19. See People with an Eye of Faith
Don’t treat people in terms of their behavior, but rather in terms of their potential—in terms of what they can become. Goethe put it this way, “Treat a man as he is and he will remain as he is; treat a man as he can and should be and he will become as he can and should be.”

20. Be Teachable
“If we operate with the assumption that we do not have all the answers or insights, we allow ourselves to value the different viewpoints, judgments, and experiences others may bring. When we approach others with open minds, and are willing to be taught, we learn that the key to influence is to allow ourselves to be influenced.” (Blain Lee, The Power Principle, New York: Simon & Schuster, 1997, p. 132)

21. Give Hugs
“Hugging is healthy. It helps the immune system, cures depression, reduces stress and induces sleep. It’s invigorating, rejuvenating and has no unpleasant side effects. Hugging is nothing less than a miracle drug. Hugging is an underutilized resource with magical powers.” (Jack Canfield and Mark Victor Hansen, Chicken Soup for the Soul, Deerfield Beach, FL: Health Communications, 1993, p. 17-18)

22. Be a Friend
Success with people can be summarized in one word—friendship.

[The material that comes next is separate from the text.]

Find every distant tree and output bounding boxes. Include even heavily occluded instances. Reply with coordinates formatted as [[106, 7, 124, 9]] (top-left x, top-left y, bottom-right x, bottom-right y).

Successful people cultivate strong, loving friendships. They are not masters or dictators. They are friends and servants to those around them. They make sure that others’ needs are their highest priority. Christ was a friend to those he worked with. In speaking to the New Testament disciples, Jesus said, “Henceforth I call you not servants; for the servant knoweth not what his lord doeth: but I have called you friends.” (John 15:15, King James Version)

The most successful people are those who are friends to others. It is not surprising to see children who are more influenced by their friends than by their parents. It is not surprising to see employees who are more influenced by their friends at work than by their bosses. It’s not surprising to see church members who are more influenced by their friends than by their leaders. If parents, bosses, and church leaders desire to influence others, they must first cultivate friendships.

Often we try to improve our relationships by learning new tactics of influence, or we use new methods of interacting with people, many of which are needed and helpful. However, I would suggest that if you know how to be a true friend, you know how to succeed with people.